The various columns in the top table (headed Overall) contains the following information:

  • Correct:
    The number of mails which were allocated the correct category by the Statistic Engine.
  • Incorrect:
    The number of mails which were allocated the wrong category by the Statistic Engine.
  • RecRate (recognition rate):
    Percentage of evaluation mails that were correctly categorized.
  • Ø Rec (average weighted return rate):
    Average categories returned, weighted according to the number of mails expected.
  • Ø Prec (average weighted precision rate):
    Average precision, weighted according to the number of mails expected.
  • Ø Conf (average weighted confidence rate):
    Average confidence rate for the categories, weighted according to the number of mails expected.

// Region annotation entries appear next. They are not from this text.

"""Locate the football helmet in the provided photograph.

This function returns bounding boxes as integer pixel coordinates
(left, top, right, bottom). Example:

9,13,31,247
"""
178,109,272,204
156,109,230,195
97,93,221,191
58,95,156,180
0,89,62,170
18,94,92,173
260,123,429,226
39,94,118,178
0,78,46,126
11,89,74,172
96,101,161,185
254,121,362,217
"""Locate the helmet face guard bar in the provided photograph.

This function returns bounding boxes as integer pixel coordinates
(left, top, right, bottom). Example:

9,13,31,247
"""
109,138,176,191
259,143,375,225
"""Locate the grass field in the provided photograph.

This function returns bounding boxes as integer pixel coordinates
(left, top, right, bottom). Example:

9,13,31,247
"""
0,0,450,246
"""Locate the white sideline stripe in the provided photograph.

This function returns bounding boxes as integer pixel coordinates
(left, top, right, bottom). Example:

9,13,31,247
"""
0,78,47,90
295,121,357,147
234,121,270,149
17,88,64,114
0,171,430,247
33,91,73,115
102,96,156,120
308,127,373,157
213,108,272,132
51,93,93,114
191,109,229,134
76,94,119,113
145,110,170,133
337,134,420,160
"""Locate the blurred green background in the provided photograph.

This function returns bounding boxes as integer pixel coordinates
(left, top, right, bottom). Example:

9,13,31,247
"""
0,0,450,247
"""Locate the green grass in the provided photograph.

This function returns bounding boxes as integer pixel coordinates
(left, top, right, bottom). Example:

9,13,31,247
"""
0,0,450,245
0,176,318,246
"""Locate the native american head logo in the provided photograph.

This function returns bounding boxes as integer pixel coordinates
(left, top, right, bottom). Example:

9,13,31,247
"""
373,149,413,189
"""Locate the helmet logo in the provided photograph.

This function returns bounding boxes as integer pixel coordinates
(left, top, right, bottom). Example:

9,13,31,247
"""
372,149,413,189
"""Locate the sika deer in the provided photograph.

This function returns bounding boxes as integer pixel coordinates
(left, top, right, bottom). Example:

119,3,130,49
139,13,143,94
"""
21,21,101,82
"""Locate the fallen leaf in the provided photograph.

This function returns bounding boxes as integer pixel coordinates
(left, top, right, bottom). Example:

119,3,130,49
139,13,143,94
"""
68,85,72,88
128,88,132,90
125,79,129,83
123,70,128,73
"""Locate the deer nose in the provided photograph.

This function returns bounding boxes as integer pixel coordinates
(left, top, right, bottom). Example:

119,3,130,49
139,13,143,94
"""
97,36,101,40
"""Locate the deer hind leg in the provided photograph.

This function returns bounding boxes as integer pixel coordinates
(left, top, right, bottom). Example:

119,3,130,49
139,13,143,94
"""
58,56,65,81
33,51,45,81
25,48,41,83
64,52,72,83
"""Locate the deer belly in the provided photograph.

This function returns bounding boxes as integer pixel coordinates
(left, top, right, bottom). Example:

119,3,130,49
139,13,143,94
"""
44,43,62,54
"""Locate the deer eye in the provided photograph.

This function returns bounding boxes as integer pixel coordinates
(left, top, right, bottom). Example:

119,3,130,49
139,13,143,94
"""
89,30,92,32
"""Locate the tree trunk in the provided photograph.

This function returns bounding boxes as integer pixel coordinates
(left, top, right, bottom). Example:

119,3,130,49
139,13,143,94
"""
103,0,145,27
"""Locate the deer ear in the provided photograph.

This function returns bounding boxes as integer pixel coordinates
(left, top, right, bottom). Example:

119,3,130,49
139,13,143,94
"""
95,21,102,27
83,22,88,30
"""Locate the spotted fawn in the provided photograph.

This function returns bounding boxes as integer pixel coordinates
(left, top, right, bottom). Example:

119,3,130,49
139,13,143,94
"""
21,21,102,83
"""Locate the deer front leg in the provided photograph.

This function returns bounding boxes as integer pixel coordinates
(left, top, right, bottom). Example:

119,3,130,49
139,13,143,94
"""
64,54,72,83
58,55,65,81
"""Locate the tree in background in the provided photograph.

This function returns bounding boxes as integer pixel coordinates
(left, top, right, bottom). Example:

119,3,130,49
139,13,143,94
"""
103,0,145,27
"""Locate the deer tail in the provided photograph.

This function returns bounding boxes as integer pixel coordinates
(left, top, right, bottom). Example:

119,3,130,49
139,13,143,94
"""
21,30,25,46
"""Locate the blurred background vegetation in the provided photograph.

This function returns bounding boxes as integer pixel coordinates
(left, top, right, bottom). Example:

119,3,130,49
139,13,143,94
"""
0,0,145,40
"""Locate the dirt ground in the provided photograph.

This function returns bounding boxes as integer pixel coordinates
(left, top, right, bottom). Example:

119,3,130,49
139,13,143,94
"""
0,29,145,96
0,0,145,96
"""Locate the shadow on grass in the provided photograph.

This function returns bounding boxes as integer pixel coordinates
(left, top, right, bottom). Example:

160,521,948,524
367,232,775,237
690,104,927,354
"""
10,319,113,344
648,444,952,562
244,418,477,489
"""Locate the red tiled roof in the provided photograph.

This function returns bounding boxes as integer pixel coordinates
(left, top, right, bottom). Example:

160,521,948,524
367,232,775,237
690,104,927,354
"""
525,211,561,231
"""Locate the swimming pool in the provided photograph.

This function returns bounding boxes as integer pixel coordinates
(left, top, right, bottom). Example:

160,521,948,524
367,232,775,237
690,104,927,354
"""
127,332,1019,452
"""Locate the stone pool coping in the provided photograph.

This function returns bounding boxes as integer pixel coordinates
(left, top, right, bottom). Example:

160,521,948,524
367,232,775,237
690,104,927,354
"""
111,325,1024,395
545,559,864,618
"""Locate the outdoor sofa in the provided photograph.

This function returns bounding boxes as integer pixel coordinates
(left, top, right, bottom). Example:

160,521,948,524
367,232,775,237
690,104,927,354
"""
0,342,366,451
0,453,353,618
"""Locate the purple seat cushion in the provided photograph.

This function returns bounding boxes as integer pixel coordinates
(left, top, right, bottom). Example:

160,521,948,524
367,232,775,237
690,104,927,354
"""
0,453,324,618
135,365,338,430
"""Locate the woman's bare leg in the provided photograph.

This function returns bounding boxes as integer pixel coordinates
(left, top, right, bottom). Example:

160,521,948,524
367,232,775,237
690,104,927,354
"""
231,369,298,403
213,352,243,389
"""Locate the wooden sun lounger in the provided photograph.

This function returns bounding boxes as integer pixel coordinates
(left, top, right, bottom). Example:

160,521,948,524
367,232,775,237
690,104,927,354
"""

The columns in the “Details” table below contain the following information:

  • Exp (expected):
    The number of mails expected. Is equivalent to the number of evaluation mails for this particular category.
  • Act (actual):
    Number of evaluation mails that were actually allocated to this category.
  • Cor (correct):
    Number of evaluation mails correctly allocated to this category.
  • Incor (incorrect):
    Number of evaluation mails that were incorrectly allocated to this category.
  • Mis (missing):
    Number of evaluation mails that should have been allocated to this category but were allocated to a different category instead.
  • Rec (return):
    Relationship between the number of mails expected for this category (Exp) and the number of evaluation mails that were correctly classified (Cor), in percent.
  • Prec (precision):
    Relationship between the evaluation mails actually allocated to this category (Act) and the number of evaluation mails correctly allocated to it (Cor), in percent.
  • Conf (confidence):
    The confidence rate for this category, based on its return and precision ratings using the following formula: 2 * return rate * precision rate / (return rate + precision rate).

After a Statistic Engine has been trained, additional information will be displayed in the mail list. The mail IDs for mails which had been categorized incorrectly by the Statistic Engine will be displayed in red. To identify which category has been allocated incorrectly to a particular mail, simply position the cursor over the mail ID of the message in question. A tool tip will be displayed containing the name of the allocated category.

If the mail set used by a Statistic Engine is modified, the results evaluation is no longer valid. This is indicated by means of the heading out dated in the title at the top of the evaluation results page.